The convention will bring to a head months of tensions and acrimony within the FNM with several FNM MPs strongly opposed to current leader Dr. Hubert Minnis.

Those MPs have accused Minnis of being a divisive force and an incompetent leader.

Further addressing the unity theme in his statement, Ingraham said, “During the 19 years I had the privilege of serving as party leader, I sought to unify the FNM by working alongside and bringing into government those with whom I may have had policy or political disagreements and those who ran against me for the leadership of the party.

“This spirit of collaboration and creating a team out of a diversity of voices and perspectives is the best way for a party to move forward and to gain the confidence of its core supporters and the electorate in general.”

Ingraham did not criticize Minnis directly, but his statements on what the party leader ought to be doing will likely lead to some concluding that he is critical of Minnis and his inability thus far to unite the FNM.

The former prime minister said, “It is typical in a parliamentary democracy, as evidenced by recent events in the United Kingdom, that rivals be brought together for the good of the party and for the good of the country.

“Electorates reward party unity and stability and punish the lack of same in a political organization.
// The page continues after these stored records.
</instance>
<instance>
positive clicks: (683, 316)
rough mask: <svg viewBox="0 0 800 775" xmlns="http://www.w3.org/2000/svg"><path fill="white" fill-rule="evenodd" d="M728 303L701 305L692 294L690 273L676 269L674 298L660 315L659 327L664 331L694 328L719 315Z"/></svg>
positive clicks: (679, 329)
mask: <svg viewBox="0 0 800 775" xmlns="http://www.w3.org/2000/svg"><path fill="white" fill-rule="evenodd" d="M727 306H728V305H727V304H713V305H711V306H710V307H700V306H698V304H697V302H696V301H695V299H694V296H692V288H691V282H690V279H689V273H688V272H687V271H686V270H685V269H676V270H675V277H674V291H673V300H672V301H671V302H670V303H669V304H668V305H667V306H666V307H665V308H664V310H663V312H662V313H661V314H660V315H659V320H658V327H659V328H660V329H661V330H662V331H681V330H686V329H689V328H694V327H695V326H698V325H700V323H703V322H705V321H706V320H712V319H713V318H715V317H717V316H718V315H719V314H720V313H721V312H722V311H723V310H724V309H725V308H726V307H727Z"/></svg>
“Whoever is elected FNM leader must demonstrate the maturity and the wisdom to engage in open dialogue with all sections of the party. Unity will not be fostered and the FNM will be divided if there is a closed mindset toward or program of retaliation against opponents.”

That statement was an apparent reference to suggestions some in the FNM have made that Minnis should ensure the party denies nominations to the six MPs who have openly opposed him, if he is re-elected.

Ingraham said FNM supporters throughout the country and non-aligned voters are eagerly waiting to see the direction the party takes following the convention.

He said, “If the party moves toward real unity rather than simply talking about unity, many voters will feel reassured.

“But if the leader and leadership of the party do not make every effort to unite the party and to cooperate with others, the FNM will fracture and will face a general election unstable and disunited.

“I strongly urge the party to come out of the convention in a spirt of unity, which will require all sides, especially those who are victorious, to reach out in a spirit of reconciliation and collegiality. This is a time for magnanimity by all sides.”

He added, “The enduring theme of the Free National Movement is ‘all together’. It is my sincerest hope that the party comes together in a spirt of unity in order to defeat the PLP and rescue the country.”

This is the first substantive public statement Ingraham has made since he told The Nassau Guardian earlier this year he does not plan to return to public life. At the time, he also hinted at disappointment over certain goings on in the party.

In the months since that statement, the infighting has continued, spilling into the public domain.

Minnis is seeking re-election as leader. So far, the only other person to announce a leadership bid is Long Island MP Loretta Butler-Turner.

Ingraham retired from public life in 2012 after leading the FNM to an election defeat against Perry Christie and the Progressive Liberal Party.